The Minneapolis city council approved a measure on Friday requiring large companies to pay workers least at $15 an hour by 2022, a 58 percent increase, joining a trend by liberal-leaning cities across the country to boost living standards for low wage earners.
The measure, approved by a vote of 11 to 1, will extend the required $15 minimum to smaller businesses in Minnesota's largest city by 2024. Businesses of all sizes, including fast-food chains, must begin paying at least $10 an hour by Jan. 1.
Supporters of the $15 minimum wage in Minneapolis and other cities believe it provides a floor of support for those on the lowest rung of the economic ladder, including many single mothers and children. But critics say required pay increases lead to layoffs and force some employers out of business.
"The bottom line here is that we have huge disparities in our country and this is one of the ways we can address that," City Councilwoman Linea Palmisano said at the council meeting.

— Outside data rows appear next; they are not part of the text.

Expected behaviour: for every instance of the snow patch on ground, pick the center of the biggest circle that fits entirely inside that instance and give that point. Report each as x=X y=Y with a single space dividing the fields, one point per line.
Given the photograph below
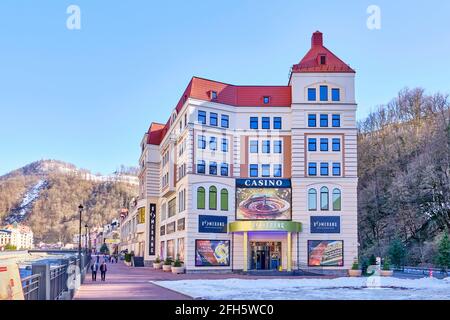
x=373 y=288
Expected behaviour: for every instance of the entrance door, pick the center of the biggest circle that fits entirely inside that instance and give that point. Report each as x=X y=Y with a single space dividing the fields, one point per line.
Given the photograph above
x=265 y=255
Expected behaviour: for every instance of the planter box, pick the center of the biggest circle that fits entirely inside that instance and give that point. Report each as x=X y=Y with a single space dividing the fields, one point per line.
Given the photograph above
x=178 y=270
x=167 y=268
x=387 y=273
x=354 y=273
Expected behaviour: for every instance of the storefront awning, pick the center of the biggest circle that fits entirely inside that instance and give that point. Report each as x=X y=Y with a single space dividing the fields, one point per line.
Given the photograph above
x=243 y=226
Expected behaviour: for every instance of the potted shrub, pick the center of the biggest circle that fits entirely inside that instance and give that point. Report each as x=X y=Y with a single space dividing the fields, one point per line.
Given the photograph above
x=157 y=263
x=355 y=271
x=178 y=266
x=386 y=269
x=167 y=266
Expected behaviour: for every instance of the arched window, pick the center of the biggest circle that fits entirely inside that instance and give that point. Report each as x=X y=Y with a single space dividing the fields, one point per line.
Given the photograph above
x=224 y=200
x=312 y=199
x=324 y=198
x=201 y=195
x=212 y=198
x=337 y=200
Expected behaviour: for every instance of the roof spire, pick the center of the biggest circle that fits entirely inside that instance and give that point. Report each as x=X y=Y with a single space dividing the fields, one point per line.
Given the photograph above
x=317 y=39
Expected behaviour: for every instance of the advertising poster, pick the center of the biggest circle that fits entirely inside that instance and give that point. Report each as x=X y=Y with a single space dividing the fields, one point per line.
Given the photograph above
x=325 y=253
x=212 y=224
x=263 y=199
x=181 y=249
x=10 y=284
x=325 y=224
x=212 y=253
x=152 y=230
x=171 y=248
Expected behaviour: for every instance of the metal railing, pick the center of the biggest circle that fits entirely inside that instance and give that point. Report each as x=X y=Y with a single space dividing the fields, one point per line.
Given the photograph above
x=54 y=283
x=30 y=287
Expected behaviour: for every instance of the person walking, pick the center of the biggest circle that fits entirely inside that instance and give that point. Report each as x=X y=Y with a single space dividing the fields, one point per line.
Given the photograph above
x=103 y=269
x=94 y=269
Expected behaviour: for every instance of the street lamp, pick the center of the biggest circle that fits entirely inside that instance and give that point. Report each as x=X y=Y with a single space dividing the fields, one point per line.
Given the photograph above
x=85 y=238
x=80 y=208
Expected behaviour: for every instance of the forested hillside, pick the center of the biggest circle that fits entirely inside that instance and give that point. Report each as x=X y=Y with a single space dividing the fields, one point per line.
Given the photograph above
x=404 y=170
x=52 y=212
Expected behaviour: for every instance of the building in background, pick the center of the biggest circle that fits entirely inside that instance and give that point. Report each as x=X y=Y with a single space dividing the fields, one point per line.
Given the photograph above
x=16 y=235
x=253 y=177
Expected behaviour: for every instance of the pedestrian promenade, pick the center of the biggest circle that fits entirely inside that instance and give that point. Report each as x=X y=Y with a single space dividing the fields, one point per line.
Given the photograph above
x=127 y=283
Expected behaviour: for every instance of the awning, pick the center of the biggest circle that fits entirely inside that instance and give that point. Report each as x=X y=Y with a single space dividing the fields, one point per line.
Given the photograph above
x=242 y=226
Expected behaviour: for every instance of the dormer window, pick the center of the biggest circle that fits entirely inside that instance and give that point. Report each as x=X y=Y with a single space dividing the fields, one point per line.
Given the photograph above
x=323 y=59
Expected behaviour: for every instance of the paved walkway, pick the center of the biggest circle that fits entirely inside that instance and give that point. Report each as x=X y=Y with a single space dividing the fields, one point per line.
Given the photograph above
x=126 y=283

In Minneapolis, a city with about 415,000 residents, the measure will provide a lifeline to the more than 70,000 workers who stand to benefit from the increase, supporters say. But it is likely to be monitored closely for any negative impact on the labor market.
Minnesota's current minimum wage - $9.50 for large businesses and $7.75 for small companies - is already the highest in the Midwest.
"There's going to be intense scrutiny of what happens with this minimum wage and I think that's right," City Councilwoman Elizabeth Glidden, one of the authors of the proposal, said on Friday after the measure was approved.
City Councilman Blong Yang, who cast the lone dissenting vote, said he was concerned the ordinance would overburden small businesses, including many owned by minority groups, and would raise prices in the city.
"We cannot make Minneapolis an island," Yang said at the meeting.
Los Angeles, the nation's second-largest city, as well as San Francisco, Seattle and some other urban areas have approved measures to increase base pay to $15 an hour.
California, under a law approved last year, is the only state that has set a $15 target for all workers, which it plans to reach in 2022.
Maryland and Oregon and the cities of Washington, Los Angeles and San Francisco have previously approved minimum wage hikes taking effect on Saturday, according to the Economic Policy Institute.